DIY: Antipasto.That's Amore!

Wilted Spinach and Garlic Crostini with Parmesan (recipe below)

Crusty breadsticks, plump cherry tomatoes, juicy melon with prosciutto, garlicy bruschettas, meaty green olives, spicy sausages…what's not to love? The good news? You can Do It Yourself!

Roasted Cherry Tomatoes with Thyme and Garlic (recipe below)

The Italian word “antipasto” literally means ‘before the meal,’ but I love this type of food so much, I served it as the meal at a little Oscars party we had on Sunday.

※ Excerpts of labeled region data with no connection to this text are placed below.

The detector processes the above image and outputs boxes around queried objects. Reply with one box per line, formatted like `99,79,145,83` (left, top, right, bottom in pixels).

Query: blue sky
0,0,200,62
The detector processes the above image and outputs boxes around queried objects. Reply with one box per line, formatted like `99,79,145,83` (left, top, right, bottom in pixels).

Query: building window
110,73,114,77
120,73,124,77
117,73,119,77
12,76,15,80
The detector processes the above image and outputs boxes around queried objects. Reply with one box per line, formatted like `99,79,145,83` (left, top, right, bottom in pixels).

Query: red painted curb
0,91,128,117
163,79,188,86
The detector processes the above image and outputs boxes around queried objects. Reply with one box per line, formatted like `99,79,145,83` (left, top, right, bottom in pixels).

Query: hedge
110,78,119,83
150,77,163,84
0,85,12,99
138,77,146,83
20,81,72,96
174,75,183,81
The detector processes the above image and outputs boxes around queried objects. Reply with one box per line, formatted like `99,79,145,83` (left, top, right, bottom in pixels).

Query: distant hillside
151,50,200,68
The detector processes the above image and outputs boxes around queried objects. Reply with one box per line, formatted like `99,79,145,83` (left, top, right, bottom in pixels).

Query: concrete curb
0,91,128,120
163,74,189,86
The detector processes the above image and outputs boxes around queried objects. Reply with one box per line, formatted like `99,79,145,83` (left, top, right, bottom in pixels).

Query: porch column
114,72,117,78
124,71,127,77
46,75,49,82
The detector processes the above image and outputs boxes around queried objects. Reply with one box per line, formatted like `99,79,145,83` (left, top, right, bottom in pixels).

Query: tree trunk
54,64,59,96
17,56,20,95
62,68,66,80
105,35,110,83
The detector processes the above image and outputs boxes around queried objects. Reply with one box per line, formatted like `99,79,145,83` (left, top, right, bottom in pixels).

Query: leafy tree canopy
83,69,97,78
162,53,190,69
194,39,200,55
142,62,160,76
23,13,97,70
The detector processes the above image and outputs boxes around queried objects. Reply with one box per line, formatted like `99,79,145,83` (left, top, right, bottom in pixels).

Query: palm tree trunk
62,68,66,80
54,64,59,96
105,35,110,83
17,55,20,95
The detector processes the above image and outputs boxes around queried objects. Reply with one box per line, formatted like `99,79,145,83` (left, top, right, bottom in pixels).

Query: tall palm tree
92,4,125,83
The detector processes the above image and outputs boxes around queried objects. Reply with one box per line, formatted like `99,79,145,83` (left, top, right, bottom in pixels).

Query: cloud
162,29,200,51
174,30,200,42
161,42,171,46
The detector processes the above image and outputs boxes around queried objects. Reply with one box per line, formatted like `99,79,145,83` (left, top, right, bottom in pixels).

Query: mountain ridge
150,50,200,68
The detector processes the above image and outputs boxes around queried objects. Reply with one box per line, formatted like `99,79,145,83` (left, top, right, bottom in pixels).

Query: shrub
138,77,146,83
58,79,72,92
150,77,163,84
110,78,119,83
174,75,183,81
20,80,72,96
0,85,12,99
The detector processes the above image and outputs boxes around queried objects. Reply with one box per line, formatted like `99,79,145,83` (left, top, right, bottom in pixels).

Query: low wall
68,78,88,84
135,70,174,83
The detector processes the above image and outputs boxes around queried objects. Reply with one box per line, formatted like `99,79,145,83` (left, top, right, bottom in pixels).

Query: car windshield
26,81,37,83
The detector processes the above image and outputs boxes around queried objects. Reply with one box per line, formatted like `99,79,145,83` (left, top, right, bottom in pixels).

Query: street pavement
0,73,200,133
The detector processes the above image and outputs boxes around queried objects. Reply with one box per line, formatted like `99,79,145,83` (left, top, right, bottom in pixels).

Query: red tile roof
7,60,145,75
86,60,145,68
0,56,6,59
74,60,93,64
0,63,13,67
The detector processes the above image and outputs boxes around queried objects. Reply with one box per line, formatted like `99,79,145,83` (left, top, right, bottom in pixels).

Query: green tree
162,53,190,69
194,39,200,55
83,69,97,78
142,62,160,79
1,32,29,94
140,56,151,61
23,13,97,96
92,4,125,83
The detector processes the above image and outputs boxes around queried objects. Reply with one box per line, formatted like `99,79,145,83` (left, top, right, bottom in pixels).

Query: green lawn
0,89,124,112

The term antipasto is very broad as it includes a wide selection of appetizers that may consist of a combination of cured meats, cheeses, marinated vegetables, bread, fish, seafood, fruit and much, much more.
It’s an ideal way to feed people informally if you don’t feel like doing a sit down dinner or if you’re all gathered in the living room around the TV. It’s very easy to prepare, and usually doesn’t involve much more than opening some jars, arranging sliced meats, and locating the best breads around. Using good ingredients and the best quality products is key to a great antipasto! Also important is serving everything at room temperature(unless, of cour
se, it is meant to be enjoyed hot, such as meatballs.) One can better appreciate the flavors if what they are eating is not bone cold.

Prosciutto, Genoa Salami, Mortadella and Calabrese

These spicy Italian sausages were great cooked up, sliced, and served with grainy mustard and gherkins.

Marinated Artichoke Hearts, Bocconcini with Thyme, and Roasted Tomatoes with Garlic

Homemade Focaccia

A selection of non-alcoholic Italian beverages

If you want to have your own antipasto meal, I suggest you start by making a visit to the best Italian grocers in your area; you will find plenty of inspiration there and if you are short on time, you fill find a lot of antipasto items already made up.
Just to get you started, here are a few recipes to try out!

Oven Roasted Cherry Tomatoes with Garlic and Thyme

A generous handful of cherry tomatoes
¼ cup Extra Virgin Olive Oil
Spring of thyme
2 garlic cloves

Combine all ingredients in an oven-proof saucepan. Roast gently at 325F until tomato skins start to crack. Remove from oven and cool.
Serve warm or at room temperature with crusty bread.

Wilted Spinach and Garlic Crostini with Parmesan

Half French baguette, sliced
1/3 cup extra virgin olive oil
Sea salt
2 - 10 oz bags baby spinach
2 teaspoons butter
6 garlic cloves, minced
2 anchovies, minced
½ teaspoon hot pepper flakes

Parmesan, for garnish

Preheat oven to 425F
Brush baguette slices with some of the olive oil and place on baking sheet. Toast until golden brown. Sprinkle with salt and let cool.

Melt butter in a skillet over medium-high heat and add spinach. ( you may have to do it in two batches, depending on the size of your skillet) Stir often until wilted and it begins to release a lot of its juices. Drain off liquid and turn spinach onto paper towel. Blot spinach dry.

Heat remaining oil in skillet. Cook garlic, anchovies and hot pepper flakes for about two minutes or until golden. Add spinach and toss to coat with oil and garlic sauce. Cook gently until well coated and warm. Season to taste with salt.
Divide spinach among toasted baguette crostinis and top with a shaving of Parmesan.
Serve warm.

Mmm! Makes me want to go whip some up right now! Yes, Tammy, you may substitute goat cheese for the Parmesan, but it won’t be quite as exciting. It really benefits from the sharp, salty Parmesan.

3 comments:

Tammy said...

Haha... yay, goat cheese. Parmesan does look good on these though!

Funny thing... I went out for dinner with a friend last night and ordered the grilled portobello sandwich: sliced portobello mushroom with melted swiss cheese, roasted red peppers, guacamole and tomato sauce stacked on a fresh baked baguette. But, of course, I requested goat cheese instead of swiss. :)

Aimée said...

Tammy,I think you should look into buying some goats...
=)

Miranda said...

That really was an amazing spread....I think we're all so spoiled that we forget to rave about it. good job, Aimee!